Foto: Miguel Ángel Polo/VBC

No era perfecto. Miki era daltónico y, además, tenía un gusto horroroso. Así que, cada mañana, Gordana abría el armario y le decía qué tenía que ponerse. Y jamás monetizó lo que valía como entrenador. El abogado que llevaba los asuntos económicos de él y de Bozidar Maljkovic decía que, mientras con Boza siempre lograba buenos contratos, con Miki siempre llegaba cuando ya habían convencido al técnico para que firmara.

También era muy maniático. Y si algo de lo que había hecho antes de un partido le había ido bien, se obligaba a repetirlo. "A veces me obligaba a ir a fumarme un cigarrillo antes de entrar al pabellón porque en el partido anterior lo habíamos hecho y ganaron", se ríe ahora Juanma.

En el Pamesa también fomentó el respeto por los árbitros, algo que le unió más aún a su buen amigo Martín Labarta, otro histórico, que murió el año pasado. Y la víspera del partido, algo impensable hoy en día, Vicente Solá cenaba con los árbitros y les agasajaba.

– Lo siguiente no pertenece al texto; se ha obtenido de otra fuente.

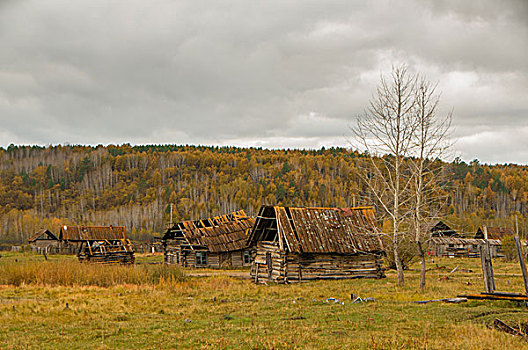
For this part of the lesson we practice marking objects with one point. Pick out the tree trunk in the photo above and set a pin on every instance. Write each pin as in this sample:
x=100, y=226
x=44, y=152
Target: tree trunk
x=422, y=265
x=399, y=266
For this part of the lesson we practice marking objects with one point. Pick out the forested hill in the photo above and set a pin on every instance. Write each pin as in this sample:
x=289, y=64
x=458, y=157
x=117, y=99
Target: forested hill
x=133, y=186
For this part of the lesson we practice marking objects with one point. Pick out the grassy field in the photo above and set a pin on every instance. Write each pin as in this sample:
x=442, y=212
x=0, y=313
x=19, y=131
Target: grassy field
x=59, y=304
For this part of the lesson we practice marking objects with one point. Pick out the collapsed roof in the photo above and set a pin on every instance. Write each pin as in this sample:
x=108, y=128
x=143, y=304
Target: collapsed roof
x=219, y=234
x=318, y=230
x=92, y=233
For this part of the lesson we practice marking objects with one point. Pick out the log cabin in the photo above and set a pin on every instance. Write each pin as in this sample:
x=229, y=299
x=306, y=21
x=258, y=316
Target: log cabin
x=298, y=244
x=99, y=244
x=485, y=232
x=455, y=247
x=216, y=242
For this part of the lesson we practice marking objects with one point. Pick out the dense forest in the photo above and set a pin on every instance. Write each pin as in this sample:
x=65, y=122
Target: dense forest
x=135, y=185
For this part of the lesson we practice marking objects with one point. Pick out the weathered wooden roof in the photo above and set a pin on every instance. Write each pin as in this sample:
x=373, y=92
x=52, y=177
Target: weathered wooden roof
x=464, y=241
x=92, y=233
x=442, y=229
x=219, y=234
x=43, y=234
x=318, y=230
x=494, y=232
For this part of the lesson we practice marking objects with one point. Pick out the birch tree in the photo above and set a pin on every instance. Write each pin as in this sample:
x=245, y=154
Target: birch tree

Pero quizá el rasgo más distintivo fue su generosidad. Una generación entera de periodistas valencianos ha recordado estos días que Miki siempre tenía cinco minutos para ir a la máquina de la Fonteta, sacar dos cafés y dedicarles un rato. Esos segundos valían más que un curso entero de periodismo. Aprendimos de baloncesto escuchándole, y a algunos, al menos a unos pocos, inconscientemente nos caló el respeto por los mayores.

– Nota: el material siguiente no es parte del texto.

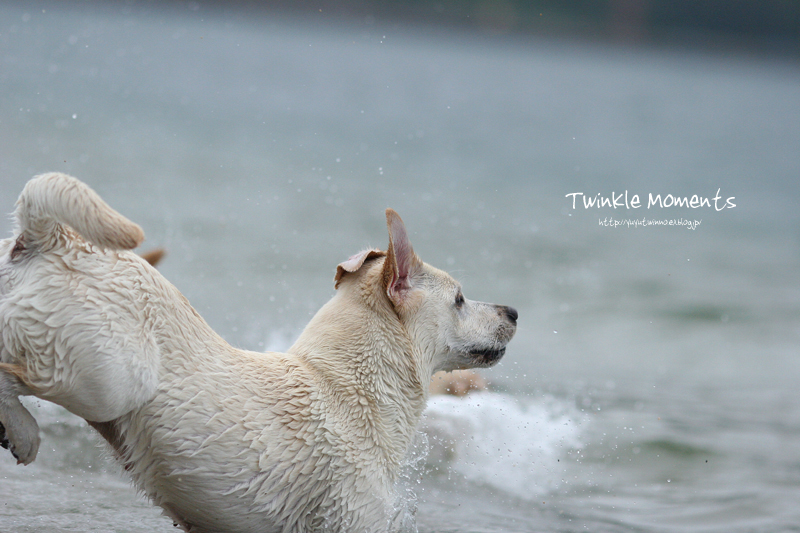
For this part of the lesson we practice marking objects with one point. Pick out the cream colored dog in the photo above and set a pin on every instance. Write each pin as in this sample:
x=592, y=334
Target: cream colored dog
x=227, y=440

Roberto Íñiguez se hizo entrenador muy influenciado por el Maestro. El vitoriano, uno de los entrenadores europeos más reputados, fue a visitarle en agosto. Se sentaron en una cafetería, pidieron dos cafés y estuvieron charlando un par de horas sobre baloncesto. Roberto le explicó el proyecto que quería desarrollar en Salamanca, donde está entrenando al Perfumerías Avenida, le habló de unas jugadoras serbias y entró al detalle sobre una zona press y un ataque corto que venía pensando. Le pidió opinión y Miki, a quien le gente, inexplicablemente, ya había dejado de hablarle de baloncesto, a quien ya solo le preguntaban por su salud, por si estaba bien, agradeció como un regalo que Íñiguez le pidiera consejo. A las dos horas, Íñiguez vio que estaba cansado, llamaron a su hijo Dejan y se despidieron.

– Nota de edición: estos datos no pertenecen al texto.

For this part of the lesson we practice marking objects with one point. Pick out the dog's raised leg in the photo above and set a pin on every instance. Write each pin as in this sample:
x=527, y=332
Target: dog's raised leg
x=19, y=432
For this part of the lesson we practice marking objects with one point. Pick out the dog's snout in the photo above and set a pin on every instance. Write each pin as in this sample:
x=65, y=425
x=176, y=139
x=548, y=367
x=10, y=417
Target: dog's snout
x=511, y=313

Este Miki Vukovic tan afable cambiaba cuando había partido. Porque te invitaba a un café entre semana, pero el sábado, si le hacías una pregunta incómoda en la rueda de prensa, te lanzaba una mirada fulminante. Y, esto es gracioso, siempre empezaba sus comparecencias ante los periodistas con la misma frase. Cogía la hoja de las estadísticas y decía: "Si miramos números...". Luego, durante sus intervenciones, reincidía siempre sobre la importancia de "pequeños detalles". Sin artículo, claro.

La víspera de aquella final de la Copa Saporta, Miki Vukovic y Zeljko Obradovic, el entrenador de la Benetton, cenaron juntos y estuvieron hasta las tantas, rivales pero amigos, con un botella y dos vasos encima de la mesa. Al día siguiente, minutos antes del partido, se enteraron de que había muerto la madre de Radomir Antic. Entonces volvieron a juntarse, llamaron al entrenador de fútbol y le dieron palabras de ánimo. Luego se dieron la mano, se separaron y se convirtieron en encendidos oponentes.

Todo se acaba. Se nos van yendo, año tras año, nuestros referentes. Y así, muerte tras muerte, como me explicaba Damià Vidagany en un mensaje el día que murió Miki, un día te das cuenta de que te estás haciendo viejo. Yo nunca olvido a mis maestros, como Juanma, y, desde luego, será imposible olvidar al Maestro, al gran Miki Vukovic.